In his book “Going Live: Getting News Right in a Real-Time, Online World,” Phillip Seib argued the evolving nature of computer technology is changing the way the device is thought of and blurring the line between television and Internet media, and will continue to do so in the future.
“Part of this evolution will be a function of a convergence of hardware,” Seib wrote. “The conventional wisdom to date has decreed that no one wants to ‘watch’ a PC like a television … That problem is waning as computer equipment becomes less cumbersome (e.g., thinner monitors) and as Internet connections become smoother. These two factors are crucial in the convergence of television and the Internet because they enhance streaming.”
Television has begun its gradual shift toward the net in other areas, and increasingly, it’s free. Today you can watch thousands of full TV shows at sites like Hulu.com, movies at sites like Watch-FreeMovies.com or sports at ESPN360.com without paying a dime.
Technology also allows computer users to watch media downloaded or streaming through their computers. For a few dollars PC users can link their laptop to their big screen by an HDMI cable, meaning they can watch TV through their computer, through their TV.
The challenge for broadcast news remains whether advertisers will buy into the online scheme. At ESPN360.com, for instance, the vast majority of the commercials the site runs are for ESPN programming, because most advertisers have yet to jump on board with the idea of paying for airtime on the site. And it stands to reason — it’s unrealistic to assume viewers will sit through Internet commercials with a worldwide Web of distractions at their fingertips.

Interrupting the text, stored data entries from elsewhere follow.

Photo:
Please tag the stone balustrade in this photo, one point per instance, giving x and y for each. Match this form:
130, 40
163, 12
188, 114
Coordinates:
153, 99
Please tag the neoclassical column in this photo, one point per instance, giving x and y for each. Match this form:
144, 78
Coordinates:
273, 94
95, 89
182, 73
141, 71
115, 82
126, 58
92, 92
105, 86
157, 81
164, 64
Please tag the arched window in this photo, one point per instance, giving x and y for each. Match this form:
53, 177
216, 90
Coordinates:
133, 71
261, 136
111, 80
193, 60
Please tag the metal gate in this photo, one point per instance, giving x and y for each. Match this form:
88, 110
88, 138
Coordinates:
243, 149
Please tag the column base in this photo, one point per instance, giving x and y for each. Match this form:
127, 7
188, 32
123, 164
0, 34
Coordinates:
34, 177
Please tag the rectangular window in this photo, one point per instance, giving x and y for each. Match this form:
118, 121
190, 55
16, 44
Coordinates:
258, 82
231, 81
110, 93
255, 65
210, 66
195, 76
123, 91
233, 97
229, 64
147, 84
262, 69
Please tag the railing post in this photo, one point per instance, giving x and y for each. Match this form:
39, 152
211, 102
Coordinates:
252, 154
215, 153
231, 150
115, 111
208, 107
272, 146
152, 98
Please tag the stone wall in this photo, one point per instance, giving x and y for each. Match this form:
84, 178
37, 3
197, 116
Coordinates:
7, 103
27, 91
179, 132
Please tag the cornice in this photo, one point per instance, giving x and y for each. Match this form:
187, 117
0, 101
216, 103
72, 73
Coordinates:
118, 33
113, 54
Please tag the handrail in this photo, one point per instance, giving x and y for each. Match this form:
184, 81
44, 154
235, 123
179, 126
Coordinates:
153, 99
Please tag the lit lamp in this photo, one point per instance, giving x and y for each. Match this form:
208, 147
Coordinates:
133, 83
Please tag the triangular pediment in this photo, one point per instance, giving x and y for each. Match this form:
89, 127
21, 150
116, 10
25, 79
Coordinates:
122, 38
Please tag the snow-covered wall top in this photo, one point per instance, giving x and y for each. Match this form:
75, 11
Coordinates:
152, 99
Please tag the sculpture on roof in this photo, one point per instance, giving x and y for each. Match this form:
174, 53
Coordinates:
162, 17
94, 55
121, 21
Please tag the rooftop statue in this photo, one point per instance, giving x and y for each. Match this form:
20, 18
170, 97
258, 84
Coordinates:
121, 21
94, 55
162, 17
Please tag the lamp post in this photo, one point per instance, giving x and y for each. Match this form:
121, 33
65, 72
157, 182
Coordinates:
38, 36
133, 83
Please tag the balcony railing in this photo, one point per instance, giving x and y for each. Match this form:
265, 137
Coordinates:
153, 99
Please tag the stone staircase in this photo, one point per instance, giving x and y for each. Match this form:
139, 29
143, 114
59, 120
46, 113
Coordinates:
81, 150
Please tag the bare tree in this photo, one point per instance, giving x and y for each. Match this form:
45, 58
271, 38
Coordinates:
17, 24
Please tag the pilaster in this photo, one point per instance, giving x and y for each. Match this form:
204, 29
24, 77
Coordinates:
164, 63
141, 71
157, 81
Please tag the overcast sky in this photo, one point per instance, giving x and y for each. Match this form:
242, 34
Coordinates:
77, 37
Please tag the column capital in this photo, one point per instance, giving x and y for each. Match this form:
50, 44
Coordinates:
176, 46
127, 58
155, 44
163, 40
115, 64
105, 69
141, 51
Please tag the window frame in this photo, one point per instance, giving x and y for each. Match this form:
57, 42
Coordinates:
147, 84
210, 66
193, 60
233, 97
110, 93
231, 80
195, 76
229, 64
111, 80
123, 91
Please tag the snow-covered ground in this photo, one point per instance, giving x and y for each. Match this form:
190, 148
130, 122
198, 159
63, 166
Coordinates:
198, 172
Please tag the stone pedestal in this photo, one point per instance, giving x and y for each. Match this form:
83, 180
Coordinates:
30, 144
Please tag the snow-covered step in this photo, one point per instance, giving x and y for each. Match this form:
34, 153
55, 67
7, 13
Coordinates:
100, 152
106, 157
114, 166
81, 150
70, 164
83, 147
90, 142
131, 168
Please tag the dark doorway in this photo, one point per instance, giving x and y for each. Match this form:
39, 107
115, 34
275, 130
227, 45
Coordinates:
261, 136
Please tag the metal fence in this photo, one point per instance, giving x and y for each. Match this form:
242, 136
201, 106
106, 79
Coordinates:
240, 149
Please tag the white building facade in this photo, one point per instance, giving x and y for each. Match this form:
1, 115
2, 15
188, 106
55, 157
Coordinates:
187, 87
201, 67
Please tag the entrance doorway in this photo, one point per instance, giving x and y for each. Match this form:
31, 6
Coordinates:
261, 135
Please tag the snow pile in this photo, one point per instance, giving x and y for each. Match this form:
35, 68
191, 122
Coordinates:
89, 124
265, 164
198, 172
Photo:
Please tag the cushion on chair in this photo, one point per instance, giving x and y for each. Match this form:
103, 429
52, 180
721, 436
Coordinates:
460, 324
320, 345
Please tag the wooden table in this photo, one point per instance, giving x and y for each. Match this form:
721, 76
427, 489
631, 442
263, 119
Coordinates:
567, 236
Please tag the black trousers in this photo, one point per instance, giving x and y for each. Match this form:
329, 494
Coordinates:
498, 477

But the shift to Web news is inevitable, whether traditional news broadcasts stick with the same format and simply stream their content online, or whether most news stories hit the Internet as short snippets, as is the online trend.
As Seib argued in “Going Live,” like it or not, convergence is coming. “Separation among the three principle news media — print, television/radio and Internet — might not prove sensible or even feasible in the long run,” Seib wrote. “Some new amalgam of the three may evolve as their technologies of news delivery come together. This will be the future: convergence.”
The overriding factor is a simple one: accessibility. Take the example of the cell phone, which has all but vanquished the disappearing landline. Hardly anyone under the age of 30 still pays for a home phone any more. And really, why would they? A mobile phone is just that — infinitely mobile. Users can stick it in their pocket and take it anywhere they need to go.
Online news carries the same advantage. Technology allows remote access to national and local news from virtually anywhere. A traveler can open a laptop, switch on a PDA or fire up an iPod or a tablet computer and watch streaming news broadcasts from his or her hometown on demand. With increased broadband and emerging computer technology, picture and sound quality is improving by leaps and bounds.
And studies have shown viewers want to connect with the news, something Web-exclusive new tools let them to do. In 2006, a Radio and Television News Directors Foundation survey found that more than 60 percent of people surveyed said they were unsatisfied with their ability to interact with TV news. News consultant Terry Heaton, vice president of Audience Research and Development, said it’s a problem that won’t be solved until broadcast news moves online.
“As I heard someone once say, it’s a little like fixing a car while you’re driving,” Heaton said.
Clearly, it’s only a matter of time before television gets the picture.